Speed up your Docker builds by not doing them in the first place. This project provides a reusable implementation of a basic strategy that I have used in a few different stand-alone projects at different times. The main concept is to aggressively reuse Docker containers, with a few assumptions (and a few caveats) about how they are used.
- Build a context.
- Generate a tag from the context using a checksum.
- Check if the image already exists.
- Build it (or not).
- Your image build is essentially idempotent.
- Your image (output) is essentially a function of the context (input).
- Any deviations from the above are negligible to your usage.
These assumptions do not need to be exactly true. For example, if you do an
apt-get install of some package, that is not idempotent because you could get
different versions of packages depending on when you run it. But if you don't
really care about that, you can ignore it. (See caveats below.)
If on the other hand, you build the exact same context relying on external dependencies in your build to produce a different resulting container, this strategy is not going to work for you.
Ideally, your image should be built once and pushed to some registry, then everyone else just pulls the existing image. This would ensure everyone has the exact same image for the given tag. But that's not always practical with decentralized development.
If your image build is not exactly idempotent, you can end up with different
images being tagged with the same generated tag. Even though the context is the
same, external dependencies can drift. For example, apt-get install installing
packages of different versions.
If images are built around the same time, the problem is usually not so bad, because the dependency drift is not too much. If the images are built years apart, the drift may be drastic. This of course depends on how close your build is to being idempotent.
As a script:
$ ./hn2b.sh --help
Usage: hn2b.sh [-f | --file DOCKERFILE] [-b | --base BASE_IMAGE]
[-a | --arg BUILD_ARG] [-s | --secret SECRET] [-p | --push]
[-u | --user USER] [-r | --pass PASS] [-k | --no-cache]
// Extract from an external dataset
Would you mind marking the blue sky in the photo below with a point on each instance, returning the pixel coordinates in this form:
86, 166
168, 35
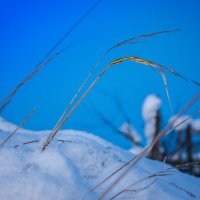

[-n | --name] [-l | --log] [-q | --quiet] [-x | --github ]
[-h | --help]
TARGET_IMAGE [CONTEXT_DIR]
Build (or not build) a Docker image named TARGET_IMAGE, i.e.,
'[REG/][NS/**/]REPO[:TAG]', using CONTEXT_DIR as the context.
-f | --file DOCKERFILE Dockerfile to use for the build
-b | --base BASE_IMAGE Base image to use for the build
-a | --arg BUILD_ARG A build argument, e.g., 'NAME=VALUE'
-s | --secret SECRET A secret argument, e.g., 'NAME=VALUE'
-p | --push Push the newly built container
-u | --user USER User to use during registry login
-r | --pass PASS Password or token to use during registry login
-k | --no-cache Build without using cache
-n | --name Display the name of the image only
-l | --log Display plain progress during build
-q | --quiet Display only essential information
-x | --github Operate in GitHub mode
-h | --help Display this help message
As a GitHub action:
- name: 'Build (Or Not Build) Image'
uses: 'taughz/hn2b@main'
with:
image: 'registry.io/user/my-image:my-tag'
context: 'dir/subdir'
build-args: |
FOO='${{ env.FOO }}'
BAR='${{ env.BAR }}'
registry-pass: '${{ secrets.TOKEN }}'
push: true
HN2B is a pun for anyone that looks at the caveats and thinks, "Why would you ever want to do this?" The best answer I can give is, sometimes simple solutions beat complex ones, even when the complex ones are better.